Bivens and Gould say they think this is probably true; economists generally agree that companies think about their workers' compensation as one big pool of money. When they spend less on one benefit, the money moves to another form of payment.

But they argue it will probably be a long-run phenomenon. It's not that all of a sudden, workers will get a round of wages. Instead, the wage increase will happen slowly, as workers renegotiate their salaries or shop for new jobs — the type of events that tend to trigger a raise in other situations.

"I think in the long run it will shift to higher wages," Bivens says. "But it will take time, and those new wages will be taxed, which means it won't be a dollar-for-dollar replacement for the worker."

How these economists would pay for Obamacare instead

Repealing the Cadillac tax would leave Obamacare with too little money to cover the cost of its insurance expansion.
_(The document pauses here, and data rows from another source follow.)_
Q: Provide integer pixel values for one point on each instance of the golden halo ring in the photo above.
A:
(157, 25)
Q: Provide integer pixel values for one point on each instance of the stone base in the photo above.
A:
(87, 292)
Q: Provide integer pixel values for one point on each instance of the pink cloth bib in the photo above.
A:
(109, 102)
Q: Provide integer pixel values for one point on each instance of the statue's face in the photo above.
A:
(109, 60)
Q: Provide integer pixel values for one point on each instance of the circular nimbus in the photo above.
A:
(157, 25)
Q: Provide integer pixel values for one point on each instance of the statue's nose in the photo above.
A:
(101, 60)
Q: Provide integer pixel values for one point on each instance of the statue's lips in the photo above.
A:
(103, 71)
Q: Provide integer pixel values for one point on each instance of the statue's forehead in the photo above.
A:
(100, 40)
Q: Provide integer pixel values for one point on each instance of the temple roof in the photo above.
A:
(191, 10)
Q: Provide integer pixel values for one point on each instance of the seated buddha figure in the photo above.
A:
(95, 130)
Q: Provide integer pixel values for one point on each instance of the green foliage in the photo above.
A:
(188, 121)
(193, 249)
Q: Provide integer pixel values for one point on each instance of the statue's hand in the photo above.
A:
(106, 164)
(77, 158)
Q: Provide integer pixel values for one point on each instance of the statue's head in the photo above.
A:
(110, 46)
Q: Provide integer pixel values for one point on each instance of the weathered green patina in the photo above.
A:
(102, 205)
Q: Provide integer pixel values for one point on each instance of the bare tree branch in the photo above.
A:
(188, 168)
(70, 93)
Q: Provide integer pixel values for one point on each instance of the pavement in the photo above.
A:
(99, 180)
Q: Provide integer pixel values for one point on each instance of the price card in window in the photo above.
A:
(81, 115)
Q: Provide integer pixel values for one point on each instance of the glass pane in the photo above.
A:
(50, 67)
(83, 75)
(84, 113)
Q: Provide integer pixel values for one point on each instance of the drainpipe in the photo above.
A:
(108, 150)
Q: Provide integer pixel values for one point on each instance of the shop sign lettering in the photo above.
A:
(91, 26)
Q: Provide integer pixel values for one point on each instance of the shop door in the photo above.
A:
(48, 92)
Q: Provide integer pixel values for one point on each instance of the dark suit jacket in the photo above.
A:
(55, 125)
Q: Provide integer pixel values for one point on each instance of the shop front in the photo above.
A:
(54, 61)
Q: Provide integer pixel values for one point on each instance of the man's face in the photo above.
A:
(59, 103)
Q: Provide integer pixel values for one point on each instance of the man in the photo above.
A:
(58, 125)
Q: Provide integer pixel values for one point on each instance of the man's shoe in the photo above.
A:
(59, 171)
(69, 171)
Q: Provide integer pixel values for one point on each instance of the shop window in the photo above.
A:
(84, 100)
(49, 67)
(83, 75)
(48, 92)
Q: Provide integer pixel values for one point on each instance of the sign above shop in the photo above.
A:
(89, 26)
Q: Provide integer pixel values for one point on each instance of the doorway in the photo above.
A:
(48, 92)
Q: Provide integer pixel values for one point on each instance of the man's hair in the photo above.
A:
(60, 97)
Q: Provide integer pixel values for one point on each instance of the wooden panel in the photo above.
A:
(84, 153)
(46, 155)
The Congressional Budget Office expects the tax to raise $87 billion over the next decade.

Bivens and Gould favor a different way of raising that revenue that would only affect high-income households in the United States (they use the Obama administration's definition of earning more than $250,000 as high-income). For people who earn more than that, they would like to see a tax placed on the cost of their benefits, which would go up for wealthier individuals. They also favor the White House proposal of a 28 percent limit on all tax breaks for the wealthy, which would go beyond health insurance and raise more than enough revenue to replace money lost with the Cadillac tax.

"The excise tax is much more scattershot," Bivens says. "It could affect low-income people, so the outcome is much less predictable. The way I see it working differently would be to target the people who are already earning more."